Location analysis of high CPU utilization at one server

Source: Internet
Author: User

Symptom: The current project starts for a period of time and has a service that causes CPU usage to persist over 30%

Environment: Windows 7, Cpu:8 Core, Memory: 8g Memory

Positioning process:

Start the project and view the Java process ID

Check the CPU usage of the event Processor at approximately 1%:

Turn on simulator send a few packets of data, see again, found that the CPU has been racing up:

Close the simulator, wait for the data to be processed, check again, the CPU is not lowered:

Use Processexplorer to view the CPU usage of the event processor thread and discover that the CPU utilization of threads 40160 and 40156 continues to be high,

Use Jstack-l 35684 to print out the line stacks of the event process and see the thread 40156-> for the threads ID (to be converted to 16) corresponding (40160-> 9ce0, stacks 9CDC):

As you can see, threading TaskScheduler_com.delta.atm.services.impl.AutoTTExecutorServiceImpl and Taskscheduler_ Com.delta.atm.services.impl.AlarmExecutorServiceImpl is in a running state, the thread information is continuously printed, and the two threads are always in the runnable state, and simulator is not turned on, and the thread should be asleep.

First-line code, view Alarmserviceimpl,

Check Schedulerserviceimpl again,

From the perspective of the following code, Taketask should only be executed once, and then hibernate, waiting for wake-up without data.

According to the printed line stacks found that these two threads have been running for a long time in the Taketask method, so guess this part has a dead loop, and since this machine is 8 cores, 1/8=0.125, if two threads continue while loop, it will consume 25% CPU resources.

Add the output, print out the global count, find the reason, the thread sleep condition is the count of 0 to sleep, but the data are processed out of the print count is not 0 so the thread will keep idling,

But why does it occur when the data is not processed by Count 0?

From the code results, Alarmservice receives a packet of data count will add 1, each packet of data, count will be reduced by 1, and Count is the Atomicinteger thread safety type.

Since Alarmservice is using a producer-consumer model, the approximate structure is as shown, requiring a global count to represent all of the data in the queue, and when the count number is 0, task schedule sleeps, otherwise it will continue to be dispatched.

View the data in the current queue is empty, indicating that the data in the queue has been processed, but the value of count is not 0.

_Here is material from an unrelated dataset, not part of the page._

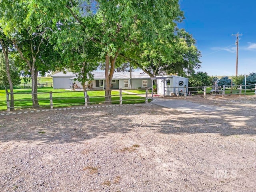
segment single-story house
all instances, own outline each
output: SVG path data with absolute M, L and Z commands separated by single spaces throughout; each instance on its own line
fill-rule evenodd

Look at the following code to find out why, this queue is our own encapsulation, each site corresponding to a Queue,key value is Datatime, this value is based on the Indian box and only 10 bits, accurate to the second, However, simulator each site data transmission frequency will often send multiple packets of data a second, so there will be duplicate datatime, it will cause the queue inside the data is overwritten, this time the total size of the queue and the record count does not match.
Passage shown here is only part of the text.